A. sed -i ‘s/SELINUX=enforcing/SELINUX=disabled/’ /etc/selinux/config
B. restorecon -R -v /var/www/html
C. setenforce 0
D. setsebool -P httpd_can_network_connect_db on

Answer 7

B. restorecon -R -v /var/www/html

Question 8

To harden one of the servers, an administrator needs to remove the possibility of remote administrative login via the SSH service. Which of the following should the administrator do?

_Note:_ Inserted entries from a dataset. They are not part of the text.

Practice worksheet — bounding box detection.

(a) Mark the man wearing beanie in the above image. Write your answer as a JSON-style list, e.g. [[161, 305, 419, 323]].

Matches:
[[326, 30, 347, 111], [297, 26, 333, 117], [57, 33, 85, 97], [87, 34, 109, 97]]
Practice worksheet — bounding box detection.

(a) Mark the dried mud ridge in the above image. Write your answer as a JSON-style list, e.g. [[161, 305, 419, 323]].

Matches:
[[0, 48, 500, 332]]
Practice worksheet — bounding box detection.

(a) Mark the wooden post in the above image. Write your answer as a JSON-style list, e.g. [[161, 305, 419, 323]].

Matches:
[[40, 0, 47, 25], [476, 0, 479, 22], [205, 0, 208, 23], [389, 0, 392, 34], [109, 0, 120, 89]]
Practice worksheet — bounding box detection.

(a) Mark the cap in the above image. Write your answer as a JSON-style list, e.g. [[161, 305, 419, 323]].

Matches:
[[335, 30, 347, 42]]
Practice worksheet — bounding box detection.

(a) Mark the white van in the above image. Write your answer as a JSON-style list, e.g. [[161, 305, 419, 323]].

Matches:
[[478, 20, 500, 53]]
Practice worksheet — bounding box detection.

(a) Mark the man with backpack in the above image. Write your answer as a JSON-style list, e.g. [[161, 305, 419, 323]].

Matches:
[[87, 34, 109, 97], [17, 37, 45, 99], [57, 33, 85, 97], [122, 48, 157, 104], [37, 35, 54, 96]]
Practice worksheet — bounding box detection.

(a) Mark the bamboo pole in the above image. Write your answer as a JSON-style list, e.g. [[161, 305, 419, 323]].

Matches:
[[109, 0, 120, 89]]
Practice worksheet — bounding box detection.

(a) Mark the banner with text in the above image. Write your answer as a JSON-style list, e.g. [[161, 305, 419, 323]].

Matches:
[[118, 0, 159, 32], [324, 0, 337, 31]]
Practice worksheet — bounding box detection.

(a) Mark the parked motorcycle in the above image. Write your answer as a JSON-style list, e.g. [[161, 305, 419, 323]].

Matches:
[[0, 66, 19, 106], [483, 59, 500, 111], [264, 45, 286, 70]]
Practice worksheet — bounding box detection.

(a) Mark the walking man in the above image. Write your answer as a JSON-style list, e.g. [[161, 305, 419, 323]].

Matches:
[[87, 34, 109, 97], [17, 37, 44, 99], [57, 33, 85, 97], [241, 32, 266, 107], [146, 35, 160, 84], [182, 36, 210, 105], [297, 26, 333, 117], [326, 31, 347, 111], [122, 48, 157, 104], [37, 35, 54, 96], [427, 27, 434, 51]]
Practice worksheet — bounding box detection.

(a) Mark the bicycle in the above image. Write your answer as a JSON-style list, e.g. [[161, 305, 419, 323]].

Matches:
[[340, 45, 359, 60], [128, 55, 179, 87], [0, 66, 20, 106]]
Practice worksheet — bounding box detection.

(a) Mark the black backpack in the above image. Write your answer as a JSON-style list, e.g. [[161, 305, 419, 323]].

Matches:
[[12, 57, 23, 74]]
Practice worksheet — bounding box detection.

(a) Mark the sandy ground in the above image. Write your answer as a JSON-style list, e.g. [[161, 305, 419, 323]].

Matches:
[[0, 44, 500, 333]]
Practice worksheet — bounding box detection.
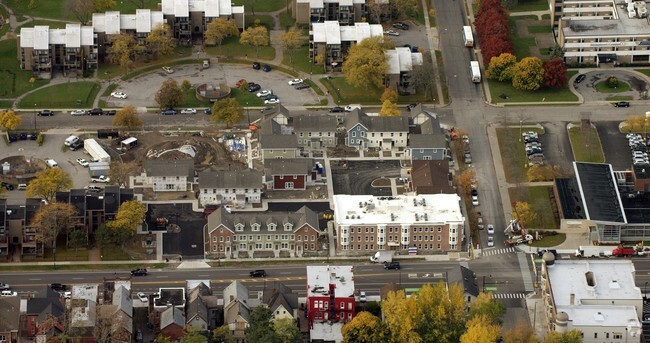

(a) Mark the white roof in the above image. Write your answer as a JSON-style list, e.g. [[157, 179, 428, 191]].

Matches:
[[307, 266, 354, 298], [334, 194, 465, 225]]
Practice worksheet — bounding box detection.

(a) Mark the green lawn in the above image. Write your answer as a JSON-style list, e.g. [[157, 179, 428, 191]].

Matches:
[[205, 37, 275, 62], [19, 81, 99, 108], [596, 80, 630, 93], [569, 124, 605, 163], [508, 186, 560, 230], [282, 45, 325, 74], [0, 39, 49, 98]]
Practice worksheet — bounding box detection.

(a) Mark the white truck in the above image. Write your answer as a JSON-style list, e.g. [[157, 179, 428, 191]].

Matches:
[[370, 251, 393, 263], [469, 61, 481, 83], [575, 245, 616, 257]]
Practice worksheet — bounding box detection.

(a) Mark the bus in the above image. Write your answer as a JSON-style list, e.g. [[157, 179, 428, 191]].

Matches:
[[463, 26, 474, 48]]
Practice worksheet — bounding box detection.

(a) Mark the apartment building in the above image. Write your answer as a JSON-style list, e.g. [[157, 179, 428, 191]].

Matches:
[[18, 24, 98, 79], [334, 194, 465, 254]]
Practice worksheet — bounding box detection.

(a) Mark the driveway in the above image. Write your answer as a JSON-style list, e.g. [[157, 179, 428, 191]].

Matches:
[[106, 63, 320, 107]]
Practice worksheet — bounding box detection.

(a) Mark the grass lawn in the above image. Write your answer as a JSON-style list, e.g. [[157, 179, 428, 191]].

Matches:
[[497, 128, 544, 183], [19, 81, 99, 108], [596, 80, 630, 93], [232, 0, 288, 13], [205, 37, 275, 62], [508, 186, 560, 230], [569, 123, 605, 163], [282, 45, 325, 74], [0, 39, 49, 98]]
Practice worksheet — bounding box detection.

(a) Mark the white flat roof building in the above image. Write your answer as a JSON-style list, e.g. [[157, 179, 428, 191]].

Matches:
[[542, 260, 643, 343]]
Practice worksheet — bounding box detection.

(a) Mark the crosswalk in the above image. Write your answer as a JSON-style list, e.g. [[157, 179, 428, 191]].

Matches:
[[481, 247, 517, 257]]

A. Add the line DenyUsers root to the /etc/hosts.deny file.
B. Set PermitRootLogin to no in the /etc/ssh/sshd_config file.
C. Add the line account required pam_nologin. so to the /etc/pam.d/sshd file.
D. Set PubKeyAuthentication to no in the /etc/ssh/ssh_config file.

Answer 8

B. Set PermitRootLogin to no in the /etc/ssh/sshd_config file.

Question 9

Which of the following is a function of a bootloader?

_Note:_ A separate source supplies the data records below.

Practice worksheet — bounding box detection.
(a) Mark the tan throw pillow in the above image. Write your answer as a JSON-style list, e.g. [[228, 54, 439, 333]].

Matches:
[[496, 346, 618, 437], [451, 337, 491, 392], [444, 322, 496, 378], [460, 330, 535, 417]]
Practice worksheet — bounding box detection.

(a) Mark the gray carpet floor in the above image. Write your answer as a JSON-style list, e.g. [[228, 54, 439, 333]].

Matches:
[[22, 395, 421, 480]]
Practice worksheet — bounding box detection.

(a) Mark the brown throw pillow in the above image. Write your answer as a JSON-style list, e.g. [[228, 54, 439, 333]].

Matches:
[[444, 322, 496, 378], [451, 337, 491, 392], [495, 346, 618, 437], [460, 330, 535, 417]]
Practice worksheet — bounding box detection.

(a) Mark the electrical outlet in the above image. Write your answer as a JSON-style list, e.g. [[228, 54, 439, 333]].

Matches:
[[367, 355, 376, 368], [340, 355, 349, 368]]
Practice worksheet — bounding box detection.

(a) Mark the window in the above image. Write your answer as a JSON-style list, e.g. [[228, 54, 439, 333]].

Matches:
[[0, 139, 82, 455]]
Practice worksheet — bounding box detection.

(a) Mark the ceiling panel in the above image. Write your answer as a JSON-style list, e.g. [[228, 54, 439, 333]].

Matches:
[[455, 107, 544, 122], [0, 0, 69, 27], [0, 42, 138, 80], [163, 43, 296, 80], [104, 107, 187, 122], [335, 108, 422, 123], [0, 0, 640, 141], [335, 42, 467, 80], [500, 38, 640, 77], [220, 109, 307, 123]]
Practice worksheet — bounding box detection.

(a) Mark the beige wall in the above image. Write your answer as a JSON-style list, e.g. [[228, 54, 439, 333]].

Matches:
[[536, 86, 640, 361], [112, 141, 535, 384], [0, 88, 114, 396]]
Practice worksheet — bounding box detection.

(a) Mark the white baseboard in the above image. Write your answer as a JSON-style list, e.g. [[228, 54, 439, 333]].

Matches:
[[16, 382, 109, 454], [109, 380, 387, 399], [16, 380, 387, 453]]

A. It initializes all the devices that are required to load the OS.
B. It mounts the root filesystem that is required to load the OS.
C. It helps to load the different kernels to initiate the OS startup process.
D. It triggers the start of all the system services.

Answer 9

A. It initializes all the devices that are required to load the OS.

Question 10

A systems administrator configured firewall rules using firewalld. However, after the system is rebooted, the firewall rules are not present:

Chain INPUT (policy ACCEPT)
target prot opt source destination

Chain FORWARD (policy ACCEPT)
target prot opt source destination

Chain OUTPUT (policy ACCEPT)
target prot opt source destination

The systems administrator makes additional checks:

• dynamic firewall daemon
  Loaded: loaded (/usr/lib/systemd/system/firewalld.service: disable; vendor preset: enabled)

Active: inactive (dead)

Docs: man: firewalld (1)

firewalld is not running

Which of the following is the reason the firewall rules are not active?

A. iptables is conflicting with firewalld.
B. The wrong system target is activated.
C. FIREWALL_ARGS has no value assigned.
D. The firewalld service is not enabled.

Answer 10

D. The firewalld service is not enabled.